The killings of the women brought the number of people killed by gunfire in Baltimore over the weekend to 10.

In Fort Gibson, Oklahoma a seventh-grade student allegedly opened fire on classmates Monday morning with a 9-millimeter pistol at a middle school, wounding four. Two 13-year-old boys were taken to Muskogee Regional Medical Center, 10 miles away, one shot in the arm and the other in the leg. A 12-year-old girl was rushed to a hospital in Tulsa, about 50 miles away, after receiving a cheek wound. The fourth victim, a boy, was shot in both arms.

The suspected shooter, 13 years old, reportedly began firing randomly as students gathered outside Fort Gibson Middle School for the start of classes at about 7:45 a.m. A school official told reporters, “The students were gathered outside.

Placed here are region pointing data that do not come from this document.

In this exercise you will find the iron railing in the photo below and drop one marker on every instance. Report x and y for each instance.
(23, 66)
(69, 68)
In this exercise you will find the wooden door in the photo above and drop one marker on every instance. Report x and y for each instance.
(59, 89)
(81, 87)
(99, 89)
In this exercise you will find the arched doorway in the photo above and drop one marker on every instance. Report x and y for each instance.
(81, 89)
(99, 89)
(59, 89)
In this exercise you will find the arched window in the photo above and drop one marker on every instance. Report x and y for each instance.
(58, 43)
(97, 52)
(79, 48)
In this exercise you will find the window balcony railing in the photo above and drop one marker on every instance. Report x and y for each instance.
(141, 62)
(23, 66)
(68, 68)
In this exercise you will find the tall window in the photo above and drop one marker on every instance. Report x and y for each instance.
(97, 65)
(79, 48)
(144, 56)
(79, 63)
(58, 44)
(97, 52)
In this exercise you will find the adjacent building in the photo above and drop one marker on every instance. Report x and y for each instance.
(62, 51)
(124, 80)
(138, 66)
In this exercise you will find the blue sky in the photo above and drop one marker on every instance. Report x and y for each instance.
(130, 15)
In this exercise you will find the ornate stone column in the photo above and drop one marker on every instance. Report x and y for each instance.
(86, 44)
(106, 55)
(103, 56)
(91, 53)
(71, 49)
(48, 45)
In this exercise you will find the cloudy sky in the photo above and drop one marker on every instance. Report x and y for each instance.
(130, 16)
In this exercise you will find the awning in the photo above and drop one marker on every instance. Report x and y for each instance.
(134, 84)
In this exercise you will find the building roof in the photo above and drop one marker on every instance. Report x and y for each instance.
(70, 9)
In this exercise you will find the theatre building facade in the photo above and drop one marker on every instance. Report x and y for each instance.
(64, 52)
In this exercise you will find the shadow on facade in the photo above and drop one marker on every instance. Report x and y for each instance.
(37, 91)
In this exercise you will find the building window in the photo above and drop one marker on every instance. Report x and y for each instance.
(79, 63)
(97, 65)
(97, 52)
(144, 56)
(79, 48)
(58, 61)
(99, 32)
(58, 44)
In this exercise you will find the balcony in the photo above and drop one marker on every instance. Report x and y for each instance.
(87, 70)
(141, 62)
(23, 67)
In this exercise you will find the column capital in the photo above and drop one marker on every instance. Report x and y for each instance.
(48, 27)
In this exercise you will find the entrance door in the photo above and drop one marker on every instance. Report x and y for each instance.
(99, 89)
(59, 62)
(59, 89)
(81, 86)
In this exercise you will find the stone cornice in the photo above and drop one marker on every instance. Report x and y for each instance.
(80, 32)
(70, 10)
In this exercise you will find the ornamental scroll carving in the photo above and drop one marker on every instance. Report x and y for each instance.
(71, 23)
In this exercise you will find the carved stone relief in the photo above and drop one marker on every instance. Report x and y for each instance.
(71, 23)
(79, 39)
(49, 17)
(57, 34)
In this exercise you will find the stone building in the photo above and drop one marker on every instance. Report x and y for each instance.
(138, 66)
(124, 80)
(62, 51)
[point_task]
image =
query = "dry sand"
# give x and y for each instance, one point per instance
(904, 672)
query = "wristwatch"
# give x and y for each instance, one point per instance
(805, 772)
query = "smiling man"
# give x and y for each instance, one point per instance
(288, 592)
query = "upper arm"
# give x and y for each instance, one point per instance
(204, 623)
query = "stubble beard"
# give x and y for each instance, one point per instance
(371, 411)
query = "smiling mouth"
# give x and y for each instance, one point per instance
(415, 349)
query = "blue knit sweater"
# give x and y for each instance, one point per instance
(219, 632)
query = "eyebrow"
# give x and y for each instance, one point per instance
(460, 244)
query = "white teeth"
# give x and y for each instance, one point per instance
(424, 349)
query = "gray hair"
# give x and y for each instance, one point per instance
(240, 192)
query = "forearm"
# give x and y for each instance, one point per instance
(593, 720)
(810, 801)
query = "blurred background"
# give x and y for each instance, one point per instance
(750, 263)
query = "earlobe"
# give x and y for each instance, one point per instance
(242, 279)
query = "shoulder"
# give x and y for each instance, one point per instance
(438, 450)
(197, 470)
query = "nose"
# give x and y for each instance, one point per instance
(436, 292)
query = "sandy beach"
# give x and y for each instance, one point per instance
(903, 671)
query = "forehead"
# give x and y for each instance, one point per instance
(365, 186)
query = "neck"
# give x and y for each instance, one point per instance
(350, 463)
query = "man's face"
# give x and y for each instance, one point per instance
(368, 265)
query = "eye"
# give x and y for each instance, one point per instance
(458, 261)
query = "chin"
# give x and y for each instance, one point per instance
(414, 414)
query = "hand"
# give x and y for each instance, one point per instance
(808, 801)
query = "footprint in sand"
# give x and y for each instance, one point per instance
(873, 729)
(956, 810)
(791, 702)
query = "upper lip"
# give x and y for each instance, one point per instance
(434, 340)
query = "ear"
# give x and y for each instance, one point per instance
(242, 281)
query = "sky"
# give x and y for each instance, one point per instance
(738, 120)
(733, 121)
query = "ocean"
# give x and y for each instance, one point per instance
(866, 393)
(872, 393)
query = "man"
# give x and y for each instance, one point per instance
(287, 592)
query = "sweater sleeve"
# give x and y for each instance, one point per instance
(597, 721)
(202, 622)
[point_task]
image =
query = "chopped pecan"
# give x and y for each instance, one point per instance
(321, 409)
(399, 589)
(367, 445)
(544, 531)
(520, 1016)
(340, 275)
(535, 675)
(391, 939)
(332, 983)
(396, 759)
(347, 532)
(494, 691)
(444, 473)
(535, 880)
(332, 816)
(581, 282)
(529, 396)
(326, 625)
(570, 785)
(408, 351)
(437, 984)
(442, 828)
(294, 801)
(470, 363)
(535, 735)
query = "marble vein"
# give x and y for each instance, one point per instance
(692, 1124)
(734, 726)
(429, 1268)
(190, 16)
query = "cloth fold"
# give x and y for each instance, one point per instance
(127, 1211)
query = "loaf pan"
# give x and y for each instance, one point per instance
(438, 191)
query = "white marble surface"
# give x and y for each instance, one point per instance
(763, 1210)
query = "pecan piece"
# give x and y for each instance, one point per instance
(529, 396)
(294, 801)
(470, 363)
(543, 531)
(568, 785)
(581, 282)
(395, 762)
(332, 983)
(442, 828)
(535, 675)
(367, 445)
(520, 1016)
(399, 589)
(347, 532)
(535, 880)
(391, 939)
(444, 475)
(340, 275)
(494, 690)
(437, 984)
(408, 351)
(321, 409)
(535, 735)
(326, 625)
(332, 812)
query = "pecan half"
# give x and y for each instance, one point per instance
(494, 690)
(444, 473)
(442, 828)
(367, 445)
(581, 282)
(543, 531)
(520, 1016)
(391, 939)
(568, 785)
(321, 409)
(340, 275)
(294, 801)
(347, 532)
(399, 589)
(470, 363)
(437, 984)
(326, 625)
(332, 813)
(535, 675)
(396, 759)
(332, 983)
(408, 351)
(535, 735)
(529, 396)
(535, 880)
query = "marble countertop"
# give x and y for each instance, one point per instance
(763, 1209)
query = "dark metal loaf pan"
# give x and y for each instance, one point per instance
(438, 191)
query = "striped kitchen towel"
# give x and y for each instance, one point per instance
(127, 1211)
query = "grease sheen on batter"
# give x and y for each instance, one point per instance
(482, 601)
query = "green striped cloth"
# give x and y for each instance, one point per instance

Another student just walked up and fired on them.” The alleged shooter had no prior police record and, according to other students, belonged to a teen Christian group and “had lots of friends.”

Police reported Tuesday that the gun had been fired at least 15 times in the school shooting. The boy is on suicide watch. Prosecutors have not yet said whether they will charge him as an adult.

A man fired by an accounting firm in Knoxville, Tennessee returned to his workplace Monday and fatally shot the office manager. Knoxville police are looking for William D. Manies, 52, in connection with the shooting. The victim, Lorraine Lawhorn, 45, was the wife of Jeff Lawhorn, the firm's owner. She was shot once in the head and pronounced dead later at a hospital. According to police, Manies carried at least two weapons into the office and argued with an employee before opening fire. Manies fled in a car, after another employee attacked and disarmed him.